Молла Исмаил, народный лидер, представитель нашего джемата, встретил меня любезно, и я подумал, что он принял меня за кого-то другого. Но скоро убедился, что он ни с кем меня не спутал, что он просто не знал, кто я, и не мог узнать, как я ни старался довести это до его сознания. А любезен он по привычке, такая уж у него служба, причем любезен со всеми, потому как не может знать всех, ему это без надобности, а любезность помнят даже тогда, когда дело не сладится. Удивило меня еще одно: он не спросил, ни что меня привело к нему, ни чего я хочу.

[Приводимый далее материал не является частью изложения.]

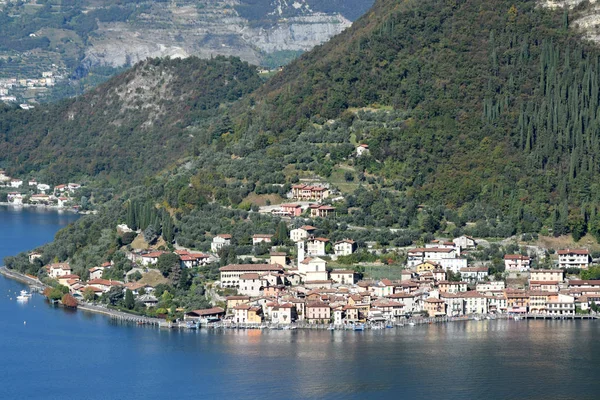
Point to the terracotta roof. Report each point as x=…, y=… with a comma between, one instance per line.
x=582, y=252
x=516, y=257
x=317, y=304
x=237, y=298
x=252, y=267
x=431, y=250
x=209, y=311
x=474, y=269
x=249, y=276
x=584, y=282
x=432, y=300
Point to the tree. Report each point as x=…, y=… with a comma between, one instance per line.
x=136, y=276
x=114, y=295
x=69, y=301
x=166, y=262
x=578, y=228
x=150, y=234
x=281, y=234
x=129, y=300
x=88, y=294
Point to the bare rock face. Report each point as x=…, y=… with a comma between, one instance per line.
x=586, y=17
x=216, y=28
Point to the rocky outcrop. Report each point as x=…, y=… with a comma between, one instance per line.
x=176, y=30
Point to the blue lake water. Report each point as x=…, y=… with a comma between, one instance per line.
x=63, y=354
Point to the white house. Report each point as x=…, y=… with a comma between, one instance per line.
x=343, y=276
x=344, y=247
x=316, y=246
x=261, y=238
x=474, y=274
x=516, y=263
x=219, y=242
x=313, y=269
x=465, y=242
x=251, y=284
x=43, y=188
x=445, y=257
x=302, y=233
x=59, y=269
x=15, y=198
x=362, y=149
x=574, y=258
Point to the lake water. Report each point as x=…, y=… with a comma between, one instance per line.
x=63, y=354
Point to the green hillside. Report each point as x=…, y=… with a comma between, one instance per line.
x=130, y=127
x=481, y=118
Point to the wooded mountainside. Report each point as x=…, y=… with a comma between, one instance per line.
x=484, y=112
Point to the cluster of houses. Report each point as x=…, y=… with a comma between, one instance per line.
x=567, y=258
x=273, y=293
x=10, y=87
x=34, y=192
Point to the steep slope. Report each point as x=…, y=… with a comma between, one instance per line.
x=476, y=81
x=130, y=127
x=82, y=42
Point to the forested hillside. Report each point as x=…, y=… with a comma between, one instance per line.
x=139, y=122
x=481, y=118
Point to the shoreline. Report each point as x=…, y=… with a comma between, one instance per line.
x=39, y=206
x=155, y=322
x=115, y=314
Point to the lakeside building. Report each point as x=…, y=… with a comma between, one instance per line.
x=574, y=258
x=517, y=263
x=219, y=242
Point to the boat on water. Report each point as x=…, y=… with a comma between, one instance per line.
x=24, y=296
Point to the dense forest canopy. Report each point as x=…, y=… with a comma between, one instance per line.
x=474, y=112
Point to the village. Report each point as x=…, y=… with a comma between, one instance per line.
x=305, y=291
x=33, y=193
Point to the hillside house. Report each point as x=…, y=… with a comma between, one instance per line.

Зато он сказал, что ему очень приятно меня видеть и что ему всегда будет приятно меня видеть, хотя я никак не мог взять в толк, почему уж ему так приятно меня видеть. Потом он, не давая мне раскрыть рот, пустился разглагольствовать о разных проблемах, о проблеме войны, которую нельзя вести без общего согласия. И причина наших поражений в Румынии и России не в слабости мусульманских войск, а в раздорах наших военачальников и отсутствии божьей помощи. Затем он перешел к проблемам неуважения веры, неуважения власти, неуважения сановных лиц. Не чтят люди ни пашей, ни аянов, ни улему, даже кадиев и тех ни во что не ставят. А такая распущенность — верная примета надвигающейся чумы. Правда, как говорит Коран, на чуму и войну указывают и багровые облака на севере. И снег, выпавший не ко времени, как, например, в прошлом году, когда снег выпал 24 августа. И вой собак, когда муэдзин призывает с минарета к молитве. И когда дети обижают евреев и христиан. И когда народ начинает сверх меры плодиться. И когда людьми овладевает чрезмерная алчность. Все это предсказывает чуму, войны, несчастья, что не так уж глупо — ведь беды непрестанно сыплются на головы людей, и если их нельзя отвратить, так хоть объяснить можно, это уже полдела. А вторая половина от нас не зависит.
Меня не интересовали ни войны, ни распри военачальников, ни причины чумы, и я уже начал терять терпение, сколько же будет продолжаться это словоизвержение — день, месяц, год, вечность? И превратившись в скелет, он будет двигать челюстями перед другим скелетом, моим? Несомненно, если его сейчас же не остановить.
Может, он не знает, что я здесь, может, он принимает меня за того — все равно кого,— кто слушал его вчера, год назад, всегда, одного и того же человека, только под разными именами, заурядного, безликого, как бусина в четках. Ему важно лишь говорить, кто его слушает — безразлично.
— Прости, что я прерываю тебя,— сказал я, набравшись храбрости, которая готова была вот-вот меня покинуть.— Я пришел к тебе с просьбой.
— Конечно,— отозвался он любезно.— И непослушание — предвестник чумы.
Знаю: и любовь, и ненависть, и жизнь — все предвещает чуму.
Меня уже тошнит слушать его.
— Я приду завтра, если позволишь. Мне нужна твоя помощь, совет, мнение.
— Да, есть вещи, недоступные человеческому разуму. Когда удушили братьев Моричей, в Сараеве произошло землетрясение, а когда скончался великий визирь Сирхан-паша, над городом пролетела огромная комета.